On the other hand, when the process proceeds to step S11, that is,
X1 << X2 or Y1 << Y2
In this case, another route, that is, another route 2 is set and the process returns. Then, the process ends when the self-propelled delivery device 200 reaches the home position which is the departure position (step S12).

On the other hand, the control board of the sub-control unit 220 has a circuit for detecting the current value of the battery 240 mounted on the self-propelled delivery device 200, as shown in the block diagram of FIG. This circuit includes a DC power supply 222 connected in series between the battery 240 and the CPU 221 and a power supply detection circuit 223 connected in parallel to the DC power supply 222. In this circuit, if the current value can be detected, the battery voltage is multiplied and the power consumption W2 of the self-propelled delivery device 200 is
W2 = current value × battery voltage.

Further, assuming that the time (X2) required for movement on the movement route 351 from the home position (departure position P1) to the position of the requester 309 (purpose note P2), the energy Y2 actually consumed by the battery 240 on the movement route 351 is ,
Y2 = W2 × X2
It can be calculated by

  Note that the situation of the route that satisfies X1 << X2 in step S8 is, for example, the situation shown in FIG. That is, since there is a hazard on the movement route 304 (route 1) and it is avoided while detecting it, it takes time to move to the position of the requester 309.

  Further, in step S9, the form of Y1 << Y2 and the state of the route are as shown in FIG. 20, for example. That is, there is a long slope 310 on the moving route 303, and it moves on this. If the drive motor 232 of the self-propelled delivery device 200 has sufficient power, even if it moves on the slope 310, the movement time can be moved in the same time as on the plane. However, the torque of the drive motor 232 is necessary and consumed. The current increases.

  When Step S8 is No and Step S9 is Yes (when X1 << X2 is not Y1 << Y2), in other words, the travel time is not so long, but when the power consumption is large, the consumption like the slope 310 It can be inferred that the route situation increases power.

  By processing in this way, the situation of X1 << X2 or Y1 << Y2 is detected, and the return route from the target position P2 that is the position of the requester 309 to the departure position P1 that is the home position is the forward route 1 If the route is changed to route 2 different from the above, a hazard can be avoided, so that the travel time can be shortened and an increase in power consumption can be prevented.

  In the present embodiment, time and energy consumption are set as physical quantities, but the reason for comparing not only travel time but also power consumption (Y1 and Y2) is the motor input current and rotation speed in FIG. This will be described with reference to a characteristic diagram showing the relationship between the load and the load.

  When the self-propelled delivery device 200 moves up the slope 310 as shown in FIG. 20, the load of the drive motor 232 becomes large.
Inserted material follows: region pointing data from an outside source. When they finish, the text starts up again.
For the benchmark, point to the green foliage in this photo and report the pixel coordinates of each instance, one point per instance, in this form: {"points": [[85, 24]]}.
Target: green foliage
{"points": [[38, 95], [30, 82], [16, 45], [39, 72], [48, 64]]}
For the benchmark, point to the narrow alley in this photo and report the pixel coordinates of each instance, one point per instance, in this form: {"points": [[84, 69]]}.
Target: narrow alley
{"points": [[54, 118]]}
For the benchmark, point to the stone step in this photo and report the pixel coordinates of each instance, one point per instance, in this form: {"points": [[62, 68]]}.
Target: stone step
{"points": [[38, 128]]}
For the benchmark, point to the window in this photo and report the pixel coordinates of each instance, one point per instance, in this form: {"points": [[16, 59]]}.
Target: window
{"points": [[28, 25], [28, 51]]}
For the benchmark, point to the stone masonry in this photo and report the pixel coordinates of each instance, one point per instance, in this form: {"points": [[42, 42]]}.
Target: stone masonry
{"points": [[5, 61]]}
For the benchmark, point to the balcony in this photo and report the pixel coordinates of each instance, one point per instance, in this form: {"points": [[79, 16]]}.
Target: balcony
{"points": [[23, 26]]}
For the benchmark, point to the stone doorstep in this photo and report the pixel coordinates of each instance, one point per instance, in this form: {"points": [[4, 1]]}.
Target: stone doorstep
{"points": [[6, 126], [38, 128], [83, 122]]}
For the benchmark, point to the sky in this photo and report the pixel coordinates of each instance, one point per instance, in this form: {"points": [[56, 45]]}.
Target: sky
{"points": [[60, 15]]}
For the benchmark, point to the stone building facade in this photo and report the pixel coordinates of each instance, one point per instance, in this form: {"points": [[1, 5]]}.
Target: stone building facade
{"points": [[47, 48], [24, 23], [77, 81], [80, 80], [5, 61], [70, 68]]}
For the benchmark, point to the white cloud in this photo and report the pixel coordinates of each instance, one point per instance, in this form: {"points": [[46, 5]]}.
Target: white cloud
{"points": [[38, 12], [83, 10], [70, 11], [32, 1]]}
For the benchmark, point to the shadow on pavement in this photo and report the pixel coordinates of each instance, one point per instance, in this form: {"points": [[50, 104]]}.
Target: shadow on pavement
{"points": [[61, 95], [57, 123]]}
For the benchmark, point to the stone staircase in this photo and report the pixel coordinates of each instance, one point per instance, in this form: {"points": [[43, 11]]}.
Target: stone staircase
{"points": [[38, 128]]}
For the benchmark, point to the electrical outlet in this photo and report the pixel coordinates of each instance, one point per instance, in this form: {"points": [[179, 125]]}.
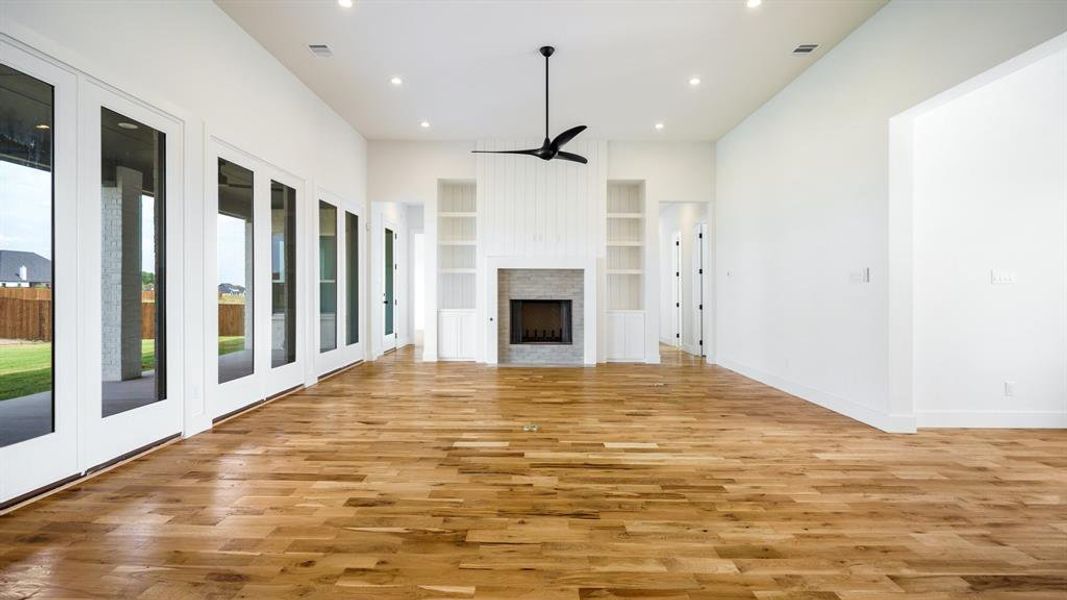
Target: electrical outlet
{"points": [[998, 277]]}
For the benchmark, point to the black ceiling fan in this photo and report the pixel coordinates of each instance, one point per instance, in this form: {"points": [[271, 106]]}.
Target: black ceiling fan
{"points": [[551, 148]]}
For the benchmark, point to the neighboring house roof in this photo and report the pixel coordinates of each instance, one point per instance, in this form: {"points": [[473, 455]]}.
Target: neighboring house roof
{"points": [[38, 269]]}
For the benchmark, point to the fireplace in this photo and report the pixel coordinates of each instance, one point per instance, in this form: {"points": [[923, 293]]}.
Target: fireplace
{"points": [[541, 321]]}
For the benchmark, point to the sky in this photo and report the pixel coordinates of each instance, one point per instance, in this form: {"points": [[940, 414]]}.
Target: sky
{"points": [[26, 222]]}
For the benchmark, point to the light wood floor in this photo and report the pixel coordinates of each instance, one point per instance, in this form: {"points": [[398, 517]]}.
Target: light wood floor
{"points": [[407, 480]]}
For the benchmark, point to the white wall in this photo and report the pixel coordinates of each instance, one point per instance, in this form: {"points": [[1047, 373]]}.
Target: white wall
{"points": [[409, 171], [990, 193], [801, 199], [681, 217], [192, 61]]}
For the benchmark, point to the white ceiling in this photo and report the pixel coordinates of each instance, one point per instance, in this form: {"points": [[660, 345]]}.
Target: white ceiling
{"points": [[472, 67]]}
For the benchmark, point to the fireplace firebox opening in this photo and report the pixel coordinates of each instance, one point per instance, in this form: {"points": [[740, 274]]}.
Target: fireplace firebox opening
{"points": [[541, 321]]}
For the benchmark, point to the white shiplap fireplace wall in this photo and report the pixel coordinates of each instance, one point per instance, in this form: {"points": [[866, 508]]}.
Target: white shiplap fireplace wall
{"points": [[539, 215], [535, 212]]}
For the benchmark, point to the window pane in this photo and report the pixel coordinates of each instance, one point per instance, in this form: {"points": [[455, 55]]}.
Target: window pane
{"points": [[26, 257], [132, 277], [283, 259], [235, 251], [328, 277], [352, 277]]}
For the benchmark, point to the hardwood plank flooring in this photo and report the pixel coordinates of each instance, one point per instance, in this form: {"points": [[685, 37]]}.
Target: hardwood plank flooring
{"points": [[400, 479]]}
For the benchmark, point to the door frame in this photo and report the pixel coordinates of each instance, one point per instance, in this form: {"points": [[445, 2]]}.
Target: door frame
{"points": [[100, 439], [32, 464], [349, 353], [391, 341], [675, 263], [700, 300], [291, 375]]}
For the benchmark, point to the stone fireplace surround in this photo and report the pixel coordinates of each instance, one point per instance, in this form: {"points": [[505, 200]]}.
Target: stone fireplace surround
{"points": [[528, 278]]}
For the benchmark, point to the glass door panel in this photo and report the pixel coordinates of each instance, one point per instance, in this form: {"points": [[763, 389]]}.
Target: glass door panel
{"points": [[133, 264], [236, 272], [352, 278], [283, 249], [27, 408], [38, 273], [328, 277], [389, 272]]}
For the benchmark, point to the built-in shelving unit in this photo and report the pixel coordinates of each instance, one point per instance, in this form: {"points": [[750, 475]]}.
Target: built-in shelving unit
{"points": [[625, 270], [625, 246], [457, 268]]}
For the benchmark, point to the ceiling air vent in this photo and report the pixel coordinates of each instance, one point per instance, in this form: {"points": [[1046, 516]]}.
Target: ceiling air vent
{"points": [[320, 50]]}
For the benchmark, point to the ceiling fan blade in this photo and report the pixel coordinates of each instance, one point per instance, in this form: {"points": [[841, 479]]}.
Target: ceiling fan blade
{"points": [[567, 137], [572, 157], [528, 152]]}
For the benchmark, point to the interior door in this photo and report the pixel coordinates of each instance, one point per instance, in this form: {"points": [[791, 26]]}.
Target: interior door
{"points": [[700, 261], [388, 291], [675, 290], [130, 233], [38, 220], [236, 345]]}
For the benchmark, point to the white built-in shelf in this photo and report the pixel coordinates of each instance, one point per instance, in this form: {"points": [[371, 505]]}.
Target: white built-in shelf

However, in the motor servo control region (the region where the load is 0 to 60 gcm in FIG. 22), the motor rotation Since the number is kept at 1750 rpm, the moving speed does not change. That is, the expected arrival time X1 is equal to the measurement arrival time X2. Therefore, the travel time does not change.

  However, since the motor input current (power consumption) increases as the load increases, the rotational speed (moving speed) is constant at 1750 rpm, but the consumed power (Y2) increases. Therefore, by detecting and comparing not only the travel time but also the power consumption, the situation of the travel route can be estimated with higher accuracy.
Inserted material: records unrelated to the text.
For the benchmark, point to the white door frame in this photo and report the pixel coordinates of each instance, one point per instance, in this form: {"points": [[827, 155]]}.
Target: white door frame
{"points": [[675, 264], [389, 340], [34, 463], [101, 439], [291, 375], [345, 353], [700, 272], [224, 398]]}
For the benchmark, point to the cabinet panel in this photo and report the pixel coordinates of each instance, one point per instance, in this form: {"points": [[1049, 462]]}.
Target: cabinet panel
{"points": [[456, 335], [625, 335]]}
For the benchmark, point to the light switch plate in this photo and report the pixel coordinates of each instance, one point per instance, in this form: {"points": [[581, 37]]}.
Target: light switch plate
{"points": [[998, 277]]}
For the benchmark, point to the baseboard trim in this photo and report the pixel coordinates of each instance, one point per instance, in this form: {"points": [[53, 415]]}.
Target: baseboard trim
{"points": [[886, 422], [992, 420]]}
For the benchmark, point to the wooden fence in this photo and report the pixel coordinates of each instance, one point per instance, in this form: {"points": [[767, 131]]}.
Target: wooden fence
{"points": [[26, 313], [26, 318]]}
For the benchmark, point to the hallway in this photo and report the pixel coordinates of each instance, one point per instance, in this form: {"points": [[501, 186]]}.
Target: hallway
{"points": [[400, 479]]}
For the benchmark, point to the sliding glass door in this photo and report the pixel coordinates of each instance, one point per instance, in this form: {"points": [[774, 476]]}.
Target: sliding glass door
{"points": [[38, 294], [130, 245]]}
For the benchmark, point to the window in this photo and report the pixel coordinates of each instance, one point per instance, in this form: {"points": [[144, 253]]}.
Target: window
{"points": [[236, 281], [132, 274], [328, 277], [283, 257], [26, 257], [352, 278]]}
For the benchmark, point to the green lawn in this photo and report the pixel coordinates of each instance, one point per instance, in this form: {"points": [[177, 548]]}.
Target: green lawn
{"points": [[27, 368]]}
  In the present embodiment, it is assumed that the comparison target is significantly large as indicated by “<<”. This is because a large energy saving effect is not expected even if the threshold value is set strictly. That is, in the office environment, depending on the state of the hazard, a preset difference value between the two is a value corresponding to an increment set separately with respect to the predicted value, that is, 1.2 times or 1.5 times. This is because it is easier to apply the comparison with the value of. Therefore, for example, if the sub-control unit 220 sets X1 by a coefficient (γ, δ <1) such as γ · X2 and Y1 as δ · Y2 according to the office environment, the sub-control unit 220 can be set according to the installed office environment. The optimum self-propelled delivery device 200 can be operated.

  FIG. 23 is a diagram illustrating an example of a delivery operation of a self-propelled delivery device in a system configured by including a server in the printed matter delivery system shown in FIG. In the examples so far, the movement route of the self-propelled delivery device 200 is set based on the map information stored in the map database memory 250 of the sub-control unit 220 of the self-propelled delivery device 200. On the other hand, in the example of FIG. 23, the server 314 is included in the printed material delivery system 500, the map information is centrally managed by the server 314, and the plurality of self-propelled delivery devices 200 and 313 share the latest map information. To be able to.
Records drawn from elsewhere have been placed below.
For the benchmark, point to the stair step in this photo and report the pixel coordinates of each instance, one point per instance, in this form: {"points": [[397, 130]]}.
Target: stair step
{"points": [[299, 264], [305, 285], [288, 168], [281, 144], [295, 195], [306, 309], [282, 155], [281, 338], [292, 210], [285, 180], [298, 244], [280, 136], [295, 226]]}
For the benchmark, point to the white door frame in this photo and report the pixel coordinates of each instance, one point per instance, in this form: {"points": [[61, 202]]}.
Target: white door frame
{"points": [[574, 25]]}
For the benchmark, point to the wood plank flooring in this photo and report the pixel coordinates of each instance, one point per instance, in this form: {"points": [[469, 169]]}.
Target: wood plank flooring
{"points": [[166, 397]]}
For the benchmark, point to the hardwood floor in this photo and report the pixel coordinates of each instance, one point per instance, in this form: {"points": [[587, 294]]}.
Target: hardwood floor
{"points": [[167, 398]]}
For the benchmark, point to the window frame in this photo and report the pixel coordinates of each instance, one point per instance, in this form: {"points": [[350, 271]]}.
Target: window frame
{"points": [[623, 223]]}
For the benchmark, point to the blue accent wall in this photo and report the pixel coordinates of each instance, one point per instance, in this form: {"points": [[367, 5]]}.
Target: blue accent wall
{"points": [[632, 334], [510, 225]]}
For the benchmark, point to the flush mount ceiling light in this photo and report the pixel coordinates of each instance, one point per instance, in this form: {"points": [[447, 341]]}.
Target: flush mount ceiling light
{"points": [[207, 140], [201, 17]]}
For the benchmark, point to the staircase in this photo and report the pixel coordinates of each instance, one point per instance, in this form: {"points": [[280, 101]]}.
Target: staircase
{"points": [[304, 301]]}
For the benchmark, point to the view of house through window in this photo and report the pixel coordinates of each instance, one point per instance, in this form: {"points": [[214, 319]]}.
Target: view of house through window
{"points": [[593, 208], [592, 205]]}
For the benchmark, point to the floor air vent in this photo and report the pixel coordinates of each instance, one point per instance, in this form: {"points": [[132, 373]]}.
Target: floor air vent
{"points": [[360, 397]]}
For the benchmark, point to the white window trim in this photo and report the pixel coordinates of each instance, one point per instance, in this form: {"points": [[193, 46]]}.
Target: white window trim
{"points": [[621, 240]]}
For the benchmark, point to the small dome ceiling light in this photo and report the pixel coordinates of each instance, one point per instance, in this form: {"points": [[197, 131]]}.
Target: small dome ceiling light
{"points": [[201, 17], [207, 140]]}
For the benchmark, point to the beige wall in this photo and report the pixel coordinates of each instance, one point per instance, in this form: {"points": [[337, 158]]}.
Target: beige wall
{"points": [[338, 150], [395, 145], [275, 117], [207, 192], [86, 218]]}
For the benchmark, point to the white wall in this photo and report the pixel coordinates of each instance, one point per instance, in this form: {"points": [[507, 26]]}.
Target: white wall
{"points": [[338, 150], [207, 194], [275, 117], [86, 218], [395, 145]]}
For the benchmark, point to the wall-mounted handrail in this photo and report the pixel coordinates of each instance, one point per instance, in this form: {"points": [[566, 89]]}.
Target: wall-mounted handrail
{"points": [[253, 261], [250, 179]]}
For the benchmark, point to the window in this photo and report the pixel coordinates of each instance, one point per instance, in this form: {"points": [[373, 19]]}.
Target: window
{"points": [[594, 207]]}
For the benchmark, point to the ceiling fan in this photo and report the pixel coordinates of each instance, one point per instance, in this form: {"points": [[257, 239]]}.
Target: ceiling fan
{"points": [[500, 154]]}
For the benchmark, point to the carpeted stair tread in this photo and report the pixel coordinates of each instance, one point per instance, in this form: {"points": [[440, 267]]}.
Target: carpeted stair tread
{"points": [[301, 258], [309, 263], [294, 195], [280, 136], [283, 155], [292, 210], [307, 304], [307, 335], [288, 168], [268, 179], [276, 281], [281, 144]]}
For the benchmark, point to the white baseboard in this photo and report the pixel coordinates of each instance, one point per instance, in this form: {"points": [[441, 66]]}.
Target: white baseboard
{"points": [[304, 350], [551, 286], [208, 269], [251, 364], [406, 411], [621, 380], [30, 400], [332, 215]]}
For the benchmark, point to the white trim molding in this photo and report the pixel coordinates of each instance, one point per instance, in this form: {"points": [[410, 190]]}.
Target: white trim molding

  Therefore, when two self-propelled delivery devices 200.312 are arranged in the office arranged as shown in FIG. 18, the home position (departure position P1) moves to the delivery destination 309 (target position P2). The route can also be changed in advance. For example, the self-propelled delivery device 200 changes the map information in the server 314 when it has moved to the position 200-1.

  When the other self-propelled delivery device 312 moves from its home position to another delivery destination 311 based on the latest map information of the server 314, it avoids the chair 305, the box 301, and the code 300 and moves along the movement route 315. Can move. As a result, it is possible to move in the shortest time on both the forward path and the return path. Reference numeral 313 denotes a finisher that discharges the printed matter to another self-propelled delivery device 312.

  As described above, according to the present embodiment, the following effects can be obtained. In the following description, each component in the claims corresponds to each part of the present embodiment, and when the terminology is different, the latter is shown in parentheses.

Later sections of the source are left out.